We have been told that you need to think of 3 learning skills (we’ve gone for using imagination, reasoning and understanding others’ feelings) and 3 ‘big ideas’ (ours are environment, viewpoints and responsibility). Then all your learning must link to some or all of these key phrases. The suggestion is to have these words and phrases stuck up around the classroom and to use the activities you provide the children as a way of exploring these skills and concepts. They really have to remain the focus, so that you don’t get distracted by simply teaching ‘fun activities’, doing little projects and covering ‘topics’ with little meaning behind them. The emphasis is on learning to be a learner, not on acquiring knowledge. We have tried to plan in such a way that the key phrases are not only the focus of the learning experience but show a progression in learning too. We look at reasoning in its basic form of breaking down big ideas, before looking at how others reason in terms of persuading you to follow their line of thinking. We finish the unit with children needing to use their knowledge and skills of reasoning to persuade a jury in a role-play court case. In terms of environment, we’re looking at the usage of water locally in our school, then regionally and nationally as humans take it from the rivers to use in urban areas and then globally as we look at areas of freshwater scarcity. (These aspects of environment link very clearly with the theme of responsibility.)

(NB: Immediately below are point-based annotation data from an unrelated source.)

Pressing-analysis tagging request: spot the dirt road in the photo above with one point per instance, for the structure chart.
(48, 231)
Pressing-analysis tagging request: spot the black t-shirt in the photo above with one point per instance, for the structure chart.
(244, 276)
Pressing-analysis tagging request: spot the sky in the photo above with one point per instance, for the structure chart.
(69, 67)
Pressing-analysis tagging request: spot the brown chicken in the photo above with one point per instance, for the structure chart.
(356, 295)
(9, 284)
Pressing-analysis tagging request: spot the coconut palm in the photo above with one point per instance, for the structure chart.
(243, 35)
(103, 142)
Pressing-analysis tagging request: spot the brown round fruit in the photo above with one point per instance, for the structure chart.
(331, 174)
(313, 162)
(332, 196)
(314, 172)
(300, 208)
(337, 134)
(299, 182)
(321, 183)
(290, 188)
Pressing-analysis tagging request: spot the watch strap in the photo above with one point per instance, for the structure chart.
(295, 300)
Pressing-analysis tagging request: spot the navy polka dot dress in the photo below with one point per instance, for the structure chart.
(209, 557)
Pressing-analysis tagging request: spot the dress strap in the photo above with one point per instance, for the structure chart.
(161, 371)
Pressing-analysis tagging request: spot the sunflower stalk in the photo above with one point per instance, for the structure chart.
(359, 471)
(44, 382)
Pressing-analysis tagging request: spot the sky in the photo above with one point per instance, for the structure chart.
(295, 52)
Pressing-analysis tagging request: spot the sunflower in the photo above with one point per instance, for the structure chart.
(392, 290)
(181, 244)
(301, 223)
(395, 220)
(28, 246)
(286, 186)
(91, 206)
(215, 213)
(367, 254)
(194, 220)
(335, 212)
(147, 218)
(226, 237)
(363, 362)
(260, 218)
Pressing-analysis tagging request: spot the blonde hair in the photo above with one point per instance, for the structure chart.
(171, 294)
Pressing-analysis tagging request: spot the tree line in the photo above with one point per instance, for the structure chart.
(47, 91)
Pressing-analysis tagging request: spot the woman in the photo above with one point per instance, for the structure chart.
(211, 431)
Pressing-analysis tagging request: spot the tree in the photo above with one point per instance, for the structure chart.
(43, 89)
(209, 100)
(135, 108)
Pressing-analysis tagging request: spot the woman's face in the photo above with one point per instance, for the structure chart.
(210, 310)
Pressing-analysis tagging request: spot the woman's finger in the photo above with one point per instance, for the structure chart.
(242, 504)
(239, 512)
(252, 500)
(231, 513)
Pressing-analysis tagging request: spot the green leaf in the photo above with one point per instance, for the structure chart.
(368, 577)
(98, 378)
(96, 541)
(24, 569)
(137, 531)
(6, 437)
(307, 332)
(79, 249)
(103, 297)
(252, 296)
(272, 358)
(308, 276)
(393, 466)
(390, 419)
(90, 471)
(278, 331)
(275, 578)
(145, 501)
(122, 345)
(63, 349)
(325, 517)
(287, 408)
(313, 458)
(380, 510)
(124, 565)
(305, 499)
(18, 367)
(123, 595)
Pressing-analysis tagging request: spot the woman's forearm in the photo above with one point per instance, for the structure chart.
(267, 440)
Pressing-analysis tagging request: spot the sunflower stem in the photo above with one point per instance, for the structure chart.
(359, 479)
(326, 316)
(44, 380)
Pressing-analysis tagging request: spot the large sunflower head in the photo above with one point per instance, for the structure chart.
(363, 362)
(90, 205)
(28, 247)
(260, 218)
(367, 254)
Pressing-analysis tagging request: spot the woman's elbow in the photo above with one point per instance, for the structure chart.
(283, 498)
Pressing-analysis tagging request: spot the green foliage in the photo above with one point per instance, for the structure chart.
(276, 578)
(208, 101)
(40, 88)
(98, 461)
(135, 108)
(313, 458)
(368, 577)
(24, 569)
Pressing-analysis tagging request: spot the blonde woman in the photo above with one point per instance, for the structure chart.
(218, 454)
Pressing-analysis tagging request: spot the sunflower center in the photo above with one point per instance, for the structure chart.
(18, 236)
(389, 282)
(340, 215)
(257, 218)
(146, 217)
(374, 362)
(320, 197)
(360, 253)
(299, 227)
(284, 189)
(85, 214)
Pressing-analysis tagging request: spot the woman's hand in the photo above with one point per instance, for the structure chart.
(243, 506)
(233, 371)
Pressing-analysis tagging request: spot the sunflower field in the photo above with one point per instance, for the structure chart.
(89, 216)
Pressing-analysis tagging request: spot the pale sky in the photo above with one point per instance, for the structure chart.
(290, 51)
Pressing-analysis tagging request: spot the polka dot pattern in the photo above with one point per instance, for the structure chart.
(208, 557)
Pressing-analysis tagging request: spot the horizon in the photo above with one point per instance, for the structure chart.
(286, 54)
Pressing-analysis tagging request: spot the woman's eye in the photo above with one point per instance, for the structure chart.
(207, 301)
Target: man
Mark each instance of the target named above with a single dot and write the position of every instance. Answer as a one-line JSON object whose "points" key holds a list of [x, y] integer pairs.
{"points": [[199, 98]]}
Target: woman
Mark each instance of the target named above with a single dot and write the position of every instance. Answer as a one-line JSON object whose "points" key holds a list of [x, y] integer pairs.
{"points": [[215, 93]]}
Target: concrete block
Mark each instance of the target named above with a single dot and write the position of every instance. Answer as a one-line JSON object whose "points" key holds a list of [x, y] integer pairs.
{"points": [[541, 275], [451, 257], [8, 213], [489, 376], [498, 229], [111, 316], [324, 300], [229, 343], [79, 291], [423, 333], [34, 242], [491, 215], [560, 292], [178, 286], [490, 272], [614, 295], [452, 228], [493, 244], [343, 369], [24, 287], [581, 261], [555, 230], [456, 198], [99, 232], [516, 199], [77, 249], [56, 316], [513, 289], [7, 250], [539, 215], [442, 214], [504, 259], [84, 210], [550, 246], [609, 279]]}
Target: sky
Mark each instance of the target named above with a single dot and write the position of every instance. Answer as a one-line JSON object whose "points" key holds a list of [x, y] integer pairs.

It seems to me that this approach is going to require a heck of a lot of planning, as there are no set schemes of work out there. It’s not like following a QCA unit. Anyway this approach is designed for the children you work with; you focus on the learning skills that you think they need to develop, so there shouldn’t be set units. Resourcing it and planning it is going to be difficult. Also, changing from subject and timetable-based learning is going to be a huge thing for the children. They are going to panic that they are missing out on their ICT slot! My personal worry is that we are not going to get the coverage required by the National Curriculum. I fear massive gaps in certain ‘subjects’.

However the advantages are as huge as the worries. The learning is going to be so much more relevant to the real world, often homing in on current issues, ethical questions and children’s own interests and questions. There is so much more freedom in the learning and, as it is not timetabled, certain ‘projects’ or concepts can be taken into much more detail or last longer if the children get on board with it. The approach is going to be a lot more child-led and teachers become faciliters of learning rather than the fount of all knowledge. But best of all in my view is that children will hopefully learn to grapple with huge concepts and ideas, which will be lifelong concepts and ideas. They will also learn the skills of being a learner. Thus we are equipping them better for the future, when the ‘knowledge’ we are teaching them now will most likely be superseded by something as yet unknown! If you know how to be a learner, you can learn anything in the future.

I’m not going to kid myself and think they will adapt to it straight away, or even enjoy the approach at first. It’s going to be hard for them and us to change our mentality and view of how we ‘do’ learning. It is going to be hard work and teachers and pupils are going to make mistakes. I don’t even know if we’ll end up doing it ‘properly’ or settle for a happy half-way approach. But I am willing to try it in the hope that we might be able to engage certain pupils who, at the moment, are not showing the right attitude towards their learning at school. And I’m hoping that some of the ‘big ideas’ and concepts will really push our more able and encourage them to take their learning into their own hands.